In the intervening years, I was asked to serve as a guest editor for a special issue dedicated to the evolution of nuclear receptors for the Journal of Steroid Biochemistry and Molecular Biology. By 2017 the time seemed right, and the journal officially invited manuscripts on this topic. Adam (by now a tenured professor) and I both thought the opportunity was too good to pass up. Finally, we had the nudge we needed to dust off those lab books and write up our results. It would be easy, right? I mean the work was already done. We “just” had to write it up.
Enter my “office archaeology” phase: I dug through my old notebooks and computer files. I eventually found the experiment I had done to evaluate the retinoid binding. Wait…experiment? As in single experiment? As in pretty rough experiment without very many replicate samples? Surely I did more than that, right? Really? That’s it???!
That led to brief existential crisis #1…is it worth doing these experiments properly at this stage, or should I scrap the idea? With encouragement from Mark Hahn (who I consider a sort of “angel on my shoulder” in tough scientific decisions) I decided to roll up my sleeves and do the work.

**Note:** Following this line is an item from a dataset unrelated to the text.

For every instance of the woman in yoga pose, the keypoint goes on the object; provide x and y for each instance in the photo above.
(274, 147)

Leading to my “freezer archaeology” phase: I found the necessary DNA plasmids, ordered some fresh chemicals and eventually completed the experiments, which properly confirmed the general results from my “preliminary study” (that kind of dodgy experiment I did back around 2009).
Around that time a paper was published by another group included studies of activation of the Trichoplax RXR by 9-cisRA. It was a huge surprising coincidence! We had been sitting on our data for so long, that we forgot that other groups might have similar ideas. This lead to brief existential crisis #2…was it still worth publishing our results? We decided that it was. Our study of DNA binding was still entirely new. In addition, we had used different methods to study RXR interactions with 9-cis RA. We had an opportunity to synthesize and compare our results with those from the recent study. We took a collective deep breath and moved onward.
From there, we were more-or-less golden. Adam and postdoc Jason Macrander conducted some new bioinformatic analyses, and we put the whole thing together. The manuscript was peer reviewed and has recently been published online. Phew! Lessons learned? I’m still not sure. The whole experience reminds me of a conversation I had at a conference many years ago. I was talking with a very new faculty member and her graduate student. They were describing their efforts to establish a presence in their field of research and suggested “leave nothing in the notebook!” as a motto (meaning write up and publish everything). I was impressed and inspired at the time, but I increasingly see that view as unrealistic. We need to pursue promising new directions and take advantage of emerging opportunities. There’s a balance between extracting every drop of knowledge from each effort and moving on to collect the lowest hanging fruit. Finding that balance is an art, and I’m still a journeyman in the trade.